Background & Motivation¶
Background: JPEG XS is an image compression standard targeting low latency and low complexity, applicable to scenarios such as remote desktop and KVM. Intra Pattern Copy (IPC) is an encoding tool within this standard that performs intra-frame prediction in the wavelet domain to reduce spatial redundancy in screen content.
Limitations of Prior Work: The displacement vector (DV) search module in IPC requires exhaustive evaluation of all candidate offsets to select the optimal prediction reference, imposing extremely high computational demands. Although numerous motion estimation hardware implementations exist for H.264/HEVC, these designs operate in the pixel domain and are incompatible with the wavelet-domain group-based prediction pipeline of JPEG XS.
Key Challenge: There is a fundamental tension between the high computational complexity of DV search and the low-latency requirements of JPEG XS. Wavelet coefficients are organized into IPC Groups and Units with highly irregular access patterns, and conventional memory layouts result in high control complexity and poor bandwidth utilization.
Goal: To design an FPGA implementation of DV search that enables efficient hardware deployment of IPC.
Key Insight: A four-stage pipeline and optimized memory organization are designed specifically for the group-based prediction flow inherent to IPC.

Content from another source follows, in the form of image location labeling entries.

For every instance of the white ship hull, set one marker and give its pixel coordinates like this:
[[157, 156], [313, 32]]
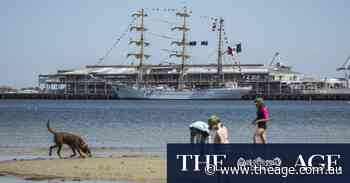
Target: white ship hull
[[127, 92]]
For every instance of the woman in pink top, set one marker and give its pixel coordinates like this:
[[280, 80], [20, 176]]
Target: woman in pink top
[[262, 117]]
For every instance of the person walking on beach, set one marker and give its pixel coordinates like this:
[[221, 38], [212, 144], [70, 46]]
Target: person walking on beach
[[262, 117], [199, 132], [218, 132]]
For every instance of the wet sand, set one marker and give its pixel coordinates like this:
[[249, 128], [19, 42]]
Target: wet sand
[[131, 167]]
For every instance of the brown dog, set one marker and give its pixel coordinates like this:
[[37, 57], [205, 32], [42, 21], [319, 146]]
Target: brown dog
[[74, 141]]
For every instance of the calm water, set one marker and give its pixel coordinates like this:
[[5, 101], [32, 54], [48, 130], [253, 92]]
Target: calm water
[[149, 125]]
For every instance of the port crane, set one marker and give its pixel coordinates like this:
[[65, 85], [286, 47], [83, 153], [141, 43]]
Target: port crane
[[346, 69]]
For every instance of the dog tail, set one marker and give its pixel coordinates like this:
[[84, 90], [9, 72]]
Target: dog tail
[[48, 127]]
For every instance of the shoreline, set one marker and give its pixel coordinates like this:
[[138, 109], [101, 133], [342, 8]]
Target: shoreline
[[48, 96], [107, 164], [134, 168]]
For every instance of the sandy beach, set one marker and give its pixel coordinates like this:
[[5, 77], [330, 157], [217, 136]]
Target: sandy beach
[[133, 168]]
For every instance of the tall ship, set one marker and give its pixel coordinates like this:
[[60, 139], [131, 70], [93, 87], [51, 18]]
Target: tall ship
[[141, 90]]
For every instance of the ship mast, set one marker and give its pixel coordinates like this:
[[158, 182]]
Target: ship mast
[[220, 53], [183, 43], [141, 56]]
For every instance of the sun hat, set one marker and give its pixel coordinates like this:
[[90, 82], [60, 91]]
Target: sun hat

Core Idea: Efficient hardware deployment of JPEG XS IPC is achieved through IPC Group-aligned memory organization and a four-stage pipelined DV comparison architecture.
Method¶
Overall Architecture¶
The system comprises two core engines: a residual computation engine (which reads original and reconstructed IPC Units from DRAM and computes residuals) and a DV comparison engine (which evaluates the bit cost of each residual and searches for the optimal DV). The input consists of wavelet coefficients following RCT and DWT, and the output is the optimal DV.
Key Designs¶
-
Four-Stage Pipelined DV Comparison Architecture:
- Function: Decomposes the DV comparison process into four pipeline stages executed in parallel.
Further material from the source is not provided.